Já o também advogado Flávio Pansieri, fundador da Academia Brasileira de Direito Constitucional (Abdconst), não enxerga ilegalidade na iniciativa de Ana Caroline Campagnolo, vez que a liberdade de manifestação, inclusive da deputada eleita, é livre no Brasil. Na visão dele, “o escândalo criado a partir da manifestação dela é maior que se apresenta”. Isso porque, de acordo com Pansieri, ao mesmo tempo em que a LDB garante a liberdade de cátedra, também se extrai da lei a ideia de que professores não podem fazer da sala de aula um espaço de militância de qualquer ideologia. 

“Tenho convicção de que a maior parte dos professores são professores democráticas, que seguem uma linha dialética, que permitem diferentes visões a seus alunos. Mas, se por um acaso existir uma minoria que não o faz, ela precisa ser responsabilizada”, afirma o advogado. 

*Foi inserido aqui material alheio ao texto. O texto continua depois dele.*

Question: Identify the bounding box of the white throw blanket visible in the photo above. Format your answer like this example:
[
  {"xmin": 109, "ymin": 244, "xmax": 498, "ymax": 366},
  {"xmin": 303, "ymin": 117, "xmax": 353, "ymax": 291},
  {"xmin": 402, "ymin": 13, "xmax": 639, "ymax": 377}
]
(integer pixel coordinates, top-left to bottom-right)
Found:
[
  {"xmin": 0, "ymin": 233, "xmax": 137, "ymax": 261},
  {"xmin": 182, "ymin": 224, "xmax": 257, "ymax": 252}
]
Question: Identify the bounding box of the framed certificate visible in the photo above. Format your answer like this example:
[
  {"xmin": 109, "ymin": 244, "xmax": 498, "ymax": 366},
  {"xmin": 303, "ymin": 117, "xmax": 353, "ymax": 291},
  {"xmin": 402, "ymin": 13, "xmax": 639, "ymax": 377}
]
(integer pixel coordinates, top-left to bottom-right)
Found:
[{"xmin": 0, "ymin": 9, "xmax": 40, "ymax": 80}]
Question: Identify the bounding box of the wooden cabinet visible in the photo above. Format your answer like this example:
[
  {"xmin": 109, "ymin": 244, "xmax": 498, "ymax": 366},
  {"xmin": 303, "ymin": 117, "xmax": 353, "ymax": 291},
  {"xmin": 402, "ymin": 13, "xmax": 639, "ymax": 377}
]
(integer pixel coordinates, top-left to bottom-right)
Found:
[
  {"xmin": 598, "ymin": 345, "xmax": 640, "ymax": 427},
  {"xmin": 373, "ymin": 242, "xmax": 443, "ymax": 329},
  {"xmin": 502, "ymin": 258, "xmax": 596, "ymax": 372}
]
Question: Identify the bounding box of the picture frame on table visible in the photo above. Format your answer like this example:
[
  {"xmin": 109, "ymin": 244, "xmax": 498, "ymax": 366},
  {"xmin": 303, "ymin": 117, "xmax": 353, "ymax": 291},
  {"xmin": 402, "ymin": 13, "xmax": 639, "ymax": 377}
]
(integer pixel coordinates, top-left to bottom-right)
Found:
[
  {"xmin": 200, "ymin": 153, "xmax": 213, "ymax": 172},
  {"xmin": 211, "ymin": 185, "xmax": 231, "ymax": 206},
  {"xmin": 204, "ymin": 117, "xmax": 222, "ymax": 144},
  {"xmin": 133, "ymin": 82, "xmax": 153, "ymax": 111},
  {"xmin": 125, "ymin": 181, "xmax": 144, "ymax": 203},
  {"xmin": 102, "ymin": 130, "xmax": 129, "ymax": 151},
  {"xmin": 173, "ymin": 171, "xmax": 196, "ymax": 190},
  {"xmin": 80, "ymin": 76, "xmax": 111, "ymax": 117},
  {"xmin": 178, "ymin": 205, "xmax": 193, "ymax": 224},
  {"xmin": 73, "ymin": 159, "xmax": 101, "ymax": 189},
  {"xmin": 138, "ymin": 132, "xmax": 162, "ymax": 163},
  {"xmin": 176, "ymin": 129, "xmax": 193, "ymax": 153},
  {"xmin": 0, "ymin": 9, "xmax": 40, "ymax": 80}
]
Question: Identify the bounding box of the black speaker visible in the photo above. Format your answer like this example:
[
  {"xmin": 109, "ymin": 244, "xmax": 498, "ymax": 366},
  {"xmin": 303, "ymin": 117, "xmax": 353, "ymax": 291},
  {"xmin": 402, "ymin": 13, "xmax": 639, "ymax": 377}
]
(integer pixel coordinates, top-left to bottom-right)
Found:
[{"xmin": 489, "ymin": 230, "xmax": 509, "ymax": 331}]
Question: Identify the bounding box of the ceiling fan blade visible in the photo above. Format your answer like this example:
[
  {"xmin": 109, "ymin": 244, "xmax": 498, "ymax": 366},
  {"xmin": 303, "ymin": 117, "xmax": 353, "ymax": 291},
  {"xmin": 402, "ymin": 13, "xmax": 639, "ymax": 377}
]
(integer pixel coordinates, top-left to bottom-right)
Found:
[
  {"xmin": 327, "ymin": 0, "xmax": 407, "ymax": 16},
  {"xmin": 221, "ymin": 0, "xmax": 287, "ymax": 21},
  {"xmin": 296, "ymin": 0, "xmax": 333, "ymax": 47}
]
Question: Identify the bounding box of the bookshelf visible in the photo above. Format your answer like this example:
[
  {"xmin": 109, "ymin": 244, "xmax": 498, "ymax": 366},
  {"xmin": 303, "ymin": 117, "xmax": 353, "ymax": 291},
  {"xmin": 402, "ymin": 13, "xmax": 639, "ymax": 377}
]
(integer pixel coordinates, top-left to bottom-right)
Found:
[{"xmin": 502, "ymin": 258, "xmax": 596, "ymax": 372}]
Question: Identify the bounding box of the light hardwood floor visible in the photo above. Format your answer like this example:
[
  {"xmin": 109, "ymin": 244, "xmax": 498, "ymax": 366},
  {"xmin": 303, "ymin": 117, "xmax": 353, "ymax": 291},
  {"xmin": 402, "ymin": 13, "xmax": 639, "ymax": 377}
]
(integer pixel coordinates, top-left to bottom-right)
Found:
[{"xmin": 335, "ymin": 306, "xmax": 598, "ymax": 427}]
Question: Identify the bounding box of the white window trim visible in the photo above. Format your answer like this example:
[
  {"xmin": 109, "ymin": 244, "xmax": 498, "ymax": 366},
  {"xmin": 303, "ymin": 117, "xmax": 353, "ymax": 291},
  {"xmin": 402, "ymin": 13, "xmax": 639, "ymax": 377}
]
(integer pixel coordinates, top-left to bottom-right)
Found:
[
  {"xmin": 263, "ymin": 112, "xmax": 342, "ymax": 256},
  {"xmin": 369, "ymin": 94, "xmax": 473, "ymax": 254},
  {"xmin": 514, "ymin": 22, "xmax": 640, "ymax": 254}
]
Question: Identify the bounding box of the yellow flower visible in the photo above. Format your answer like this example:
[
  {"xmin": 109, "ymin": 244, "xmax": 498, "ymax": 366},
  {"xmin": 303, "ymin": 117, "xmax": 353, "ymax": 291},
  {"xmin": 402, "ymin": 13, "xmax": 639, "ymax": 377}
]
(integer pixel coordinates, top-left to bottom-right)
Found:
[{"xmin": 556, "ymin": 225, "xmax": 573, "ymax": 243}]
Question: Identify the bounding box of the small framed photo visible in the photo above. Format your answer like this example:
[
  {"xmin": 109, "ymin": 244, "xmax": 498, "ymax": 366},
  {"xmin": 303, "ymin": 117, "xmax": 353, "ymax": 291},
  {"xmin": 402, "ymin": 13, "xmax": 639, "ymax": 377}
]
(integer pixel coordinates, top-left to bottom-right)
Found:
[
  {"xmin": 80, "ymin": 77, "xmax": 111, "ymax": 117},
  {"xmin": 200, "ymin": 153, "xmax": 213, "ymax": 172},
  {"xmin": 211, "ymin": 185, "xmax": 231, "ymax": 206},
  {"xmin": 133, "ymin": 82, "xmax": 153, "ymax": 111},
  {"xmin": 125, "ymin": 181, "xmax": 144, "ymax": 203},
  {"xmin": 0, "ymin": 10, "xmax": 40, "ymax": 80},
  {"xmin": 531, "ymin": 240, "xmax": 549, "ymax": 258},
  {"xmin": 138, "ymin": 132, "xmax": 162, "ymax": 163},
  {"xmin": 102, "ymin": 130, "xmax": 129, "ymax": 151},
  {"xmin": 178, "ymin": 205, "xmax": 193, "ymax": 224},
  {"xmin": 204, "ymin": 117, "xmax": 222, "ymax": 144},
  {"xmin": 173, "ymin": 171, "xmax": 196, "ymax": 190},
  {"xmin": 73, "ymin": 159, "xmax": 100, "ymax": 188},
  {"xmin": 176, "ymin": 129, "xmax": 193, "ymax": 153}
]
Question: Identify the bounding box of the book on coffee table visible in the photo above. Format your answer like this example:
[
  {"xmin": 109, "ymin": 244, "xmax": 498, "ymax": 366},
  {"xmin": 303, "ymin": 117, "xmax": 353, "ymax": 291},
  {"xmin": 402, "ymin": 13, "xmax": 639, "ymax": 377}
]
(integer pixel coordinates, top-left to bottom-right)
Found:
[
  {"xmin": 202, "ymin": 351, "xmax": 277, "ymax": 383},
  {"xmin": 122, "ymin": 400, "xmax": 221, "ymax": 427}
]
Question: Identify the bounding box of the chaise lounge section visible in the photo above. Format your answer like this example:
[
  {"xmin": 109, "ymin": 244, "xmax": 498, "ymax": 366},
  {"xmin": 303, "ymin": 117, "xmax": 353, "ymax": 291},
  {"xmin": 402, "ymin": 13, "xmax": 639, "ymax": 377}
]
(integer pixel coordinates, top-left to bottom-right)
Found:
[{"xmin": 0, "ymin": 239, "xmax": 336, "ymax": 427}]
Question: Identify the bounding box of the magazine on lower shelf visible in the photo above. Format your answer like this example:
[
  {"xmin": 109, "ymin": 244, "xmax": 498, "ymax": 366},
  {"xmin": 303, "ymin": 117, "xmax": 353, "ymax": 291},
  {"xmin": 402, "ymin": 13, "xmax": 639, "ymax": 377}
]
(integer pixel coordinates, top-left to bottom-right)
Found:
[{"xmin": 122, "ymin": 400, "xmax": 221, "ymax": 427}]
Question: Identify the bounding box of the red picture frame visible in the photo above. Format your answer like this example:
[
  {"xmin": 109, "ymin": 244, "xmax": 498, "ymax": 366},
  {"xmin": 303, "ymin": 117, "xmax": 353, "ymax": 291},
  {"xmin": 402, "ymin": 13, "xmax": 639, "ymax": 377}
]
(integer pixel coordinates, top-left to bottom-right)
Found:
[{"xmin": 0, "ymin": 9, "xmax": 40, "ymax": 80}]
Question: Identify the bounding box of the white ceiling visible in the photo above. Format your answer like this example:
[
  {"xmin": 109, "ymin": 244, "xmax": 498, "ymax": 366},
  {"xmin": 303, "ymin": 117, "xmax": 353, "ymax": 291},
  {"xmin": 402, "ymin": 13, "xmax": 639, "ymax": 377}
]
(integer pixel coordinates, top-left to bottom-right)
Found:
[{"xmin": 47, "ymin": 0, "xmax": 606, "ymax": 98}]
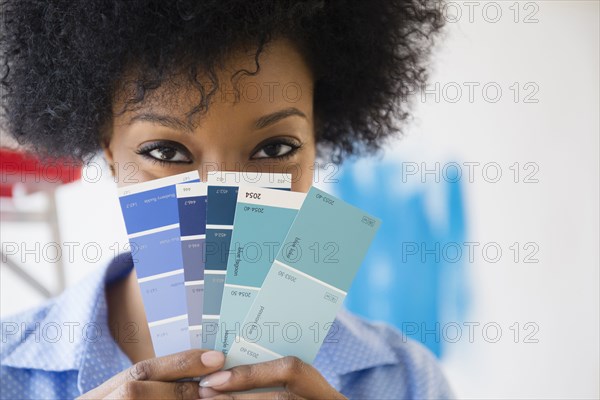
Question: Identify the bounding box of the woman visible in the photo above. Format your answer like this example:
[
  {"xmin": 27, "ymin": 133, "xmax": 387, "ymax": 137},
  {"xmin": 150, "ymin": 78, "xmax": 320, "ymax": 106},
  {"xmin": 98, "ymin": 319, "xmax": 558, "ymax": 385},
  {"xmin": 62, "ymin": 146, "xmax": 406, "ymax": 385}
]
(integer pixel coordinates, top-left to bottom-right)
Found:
[{"xmin": 1, "ymin": 0, "xmax": 450, "ymax": 399}]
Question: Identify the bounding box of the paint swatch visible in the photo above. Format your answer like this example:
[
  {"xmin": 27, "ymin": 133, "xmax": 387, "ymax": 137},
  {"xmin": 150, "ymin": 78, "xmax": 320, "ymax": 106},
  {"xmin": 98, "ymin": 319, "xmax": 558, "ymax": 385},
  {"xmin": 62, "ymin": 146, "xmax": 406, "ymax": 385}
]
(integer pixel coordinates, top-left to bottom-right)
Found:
[
  {"xmin": 118, "ymin": 171, "xmax": 199, "ymax": 356},
  {"xmin": 177, "ymin": 182, "xmax": 207, "ymax": 349},
  {"xmin": 225, "ymin": 187, "xmax": 380, "ymax": 368},
  {"xmin": 202, "ymin": 171, "xmax": 291, "ymax": 349},
  {"xmin": 215, "ymin": 186, "xmax": 306, "ymax": 354}
]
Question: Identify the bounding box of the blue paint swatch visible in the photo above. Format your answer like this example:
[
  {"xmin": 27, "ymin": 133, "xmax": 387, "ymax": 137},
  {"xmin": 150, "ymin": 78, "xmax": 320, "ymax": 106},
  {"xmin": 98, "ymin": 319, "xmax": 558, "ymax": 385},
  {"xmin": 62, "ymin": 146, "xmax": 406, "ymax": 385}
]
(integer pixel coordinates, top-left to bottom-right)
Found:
[
  {"xmin": 225, "ymin": 187, "xmax": 380, "ymax": 368},
  {"xmin": 119, "ymin": 171, "xmax": 199, "ymax": 356},
  {"xmin": 177, "ymin": 182, "xmax": 207, "ymax": 348},
  {"xmin": 202, "ymin": 171, "xmax": 291, "ymax": 349}
]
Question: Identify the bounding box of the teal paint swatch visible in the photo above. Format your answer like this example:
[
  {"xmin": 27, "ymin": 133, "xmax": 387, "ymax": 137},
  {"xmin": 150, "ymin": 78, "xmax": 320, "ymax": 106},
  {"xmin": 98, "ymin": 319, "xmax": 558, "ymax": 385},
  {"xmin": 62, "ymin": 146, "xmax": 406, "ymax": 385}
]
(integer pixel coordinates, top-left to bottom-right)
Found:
[
  {"xmin": 201, "ymin": 171, "xmax": 292, "ymax": 349},
  {"xmin": 225, "ymin": 187, "xmax": 380, "ymax": 368},
  {"xmin": 215, "ymin": 186, "xmax": 306, "ymax": 354}
]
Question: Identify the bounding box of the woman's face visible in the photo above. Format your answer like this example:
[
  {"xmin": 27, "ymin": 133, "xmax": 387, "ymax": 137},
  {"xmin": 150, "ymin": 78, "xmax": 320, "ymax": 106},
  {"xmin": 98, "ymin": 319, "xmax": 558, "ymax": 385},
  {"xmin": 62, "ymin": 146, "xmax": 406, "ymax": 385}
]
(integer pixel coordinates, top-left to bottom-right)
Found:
[{"xmin": 104, "ymin": 39, "xmax": 315, "ymax": 191}]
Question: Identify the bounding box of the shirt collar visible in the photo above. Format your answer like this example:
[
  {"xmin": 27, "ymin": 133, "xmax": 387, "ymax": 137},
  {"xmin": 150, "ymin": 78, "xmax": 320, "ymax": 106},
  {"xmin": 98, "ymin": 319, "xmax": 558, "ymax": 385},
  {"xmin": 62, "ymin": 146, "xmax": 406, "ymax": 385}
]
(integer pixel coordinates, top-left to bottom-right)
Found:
[
  {"xmin": 3, "ymin": 253, "xmax": 398, "ymax": 393},
  {"xmin": 2, "ymin": 253, "xmax": 133, "ymax": 392},
  {"xmin": 313, "ymin": 309, "xmax": 399, "ymax": 389}
]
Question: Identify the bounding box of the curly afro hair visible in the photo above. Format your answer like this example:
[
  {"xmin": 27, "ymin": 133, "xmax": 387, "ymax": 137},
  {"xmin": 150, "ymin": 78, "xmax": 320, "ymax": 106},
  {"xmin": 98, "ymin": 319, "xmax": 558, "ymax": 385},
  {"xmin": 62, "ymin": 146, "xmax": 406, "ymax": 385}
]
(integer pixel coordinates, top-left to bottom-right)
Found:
[{"xmin": 0, "ymin": 0, "xmax": 443, "ymax": 162}]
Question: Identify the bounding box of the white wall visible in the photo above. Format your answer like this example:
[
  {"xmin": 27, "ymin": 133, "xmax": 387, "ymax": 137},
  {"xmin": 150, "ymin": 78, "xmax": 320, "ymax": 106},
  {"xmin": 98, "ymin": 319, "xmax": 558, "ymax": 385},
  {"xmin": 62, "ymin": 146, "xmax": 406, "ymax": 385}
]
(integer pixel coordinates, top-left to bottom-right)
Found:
[
  {"xmin": 0, "ymin": 1, "xmax": 600, "ymax": 398},
  {"xmin": 404, "ymin": 1, "xmax": 600, "ymax": 398}
]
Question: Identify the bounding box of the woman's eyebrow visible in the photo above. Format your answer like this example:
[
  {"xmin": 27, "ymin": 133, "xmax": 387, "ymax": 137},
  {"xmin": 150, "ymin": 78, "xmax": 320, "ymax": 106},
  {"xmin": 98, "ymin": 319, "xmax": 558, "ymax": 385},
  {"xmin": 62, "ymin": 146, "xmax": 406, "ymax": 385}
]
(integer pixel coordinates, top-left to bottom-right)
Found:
[
  {"xmin": 128, "ymin": 113, "xmax": 194, "ymax": 133},
  {"xmin": 254, "ymin": 107, "xmax": 307, "ymax": 129}
]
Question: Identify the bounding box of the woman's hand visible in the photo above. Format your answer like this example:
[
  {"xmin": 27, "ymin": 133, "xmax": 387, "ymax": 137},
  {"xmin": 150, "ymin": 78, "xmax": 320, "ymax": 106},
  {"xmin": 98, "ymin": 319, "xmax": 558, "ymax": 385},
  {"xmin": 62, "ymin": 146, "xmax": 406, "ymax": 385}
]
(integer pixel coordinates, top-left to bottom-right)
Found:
[
  {"xmin": 79, "ymin": 350, "xmax": 225, "ymax": 400},
  {"xmin": 200, "ymin": 357, "xmax": 346, "ymax": 400}
]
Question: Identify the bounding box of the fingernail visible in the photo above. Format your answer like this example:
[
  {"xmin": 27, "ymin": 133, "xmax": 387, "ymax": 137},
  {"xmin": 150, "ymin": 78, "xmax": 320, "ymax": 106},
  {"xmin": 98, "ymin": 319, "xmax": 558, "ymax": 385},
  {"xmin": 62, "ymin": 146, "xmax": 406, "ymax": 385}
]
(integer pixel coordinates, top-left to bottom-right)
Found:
[
  {"xmin": 200, "ymin": 371, "xmax": 231, "ymax": 387},
  {"xmin": 200, "ymin": 350, "xmax": 225, "ymax": 367}
]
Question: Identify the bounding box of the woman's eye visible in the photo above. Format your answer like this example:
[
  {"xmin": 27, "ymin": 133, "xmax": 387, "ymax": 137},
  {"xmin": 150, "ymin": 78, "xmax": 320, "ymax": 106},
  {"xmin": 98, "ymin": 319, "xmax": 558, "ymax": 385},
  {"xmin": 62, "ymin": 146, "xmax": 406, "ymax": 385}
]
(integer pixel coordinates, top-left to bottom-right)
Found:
[
  {"xmin": 252, "ymin": 143, "xmax": 297, "ymax": 159},
  {"xmin": 148, "ymin": 147, "xmax": 189, "ymax": 162},
  {"xmin": 138, "ymin": 143, "xmax": 191, "ymax": 163}
]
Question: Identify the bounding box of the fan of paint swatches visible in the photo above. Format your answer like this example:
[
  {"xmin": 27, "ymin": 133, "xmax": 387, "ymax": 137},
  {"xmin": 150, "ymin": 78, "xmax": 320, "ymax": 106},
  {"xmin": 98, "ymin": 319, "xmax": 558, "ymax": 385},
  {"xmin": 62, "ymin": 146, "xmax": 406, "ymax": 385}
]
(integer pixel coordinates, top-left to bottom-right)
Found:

Segundo Pansieri, o princípio da liberdade de cátedra não pressupõe que o professor diga em classe o que quiser, mas permite que ele explore diferentes vertentes sobre um determinado tema, e não escolha uma como verdade absoluta. E assim como os professores que cometerem abusos em sala podem ser responsabilizados, a deputada também pode ser punida se lançar mão de excessos com o material fruto das denúncias, caso ofenda ou exponha alguém sem autorização, por exemplo.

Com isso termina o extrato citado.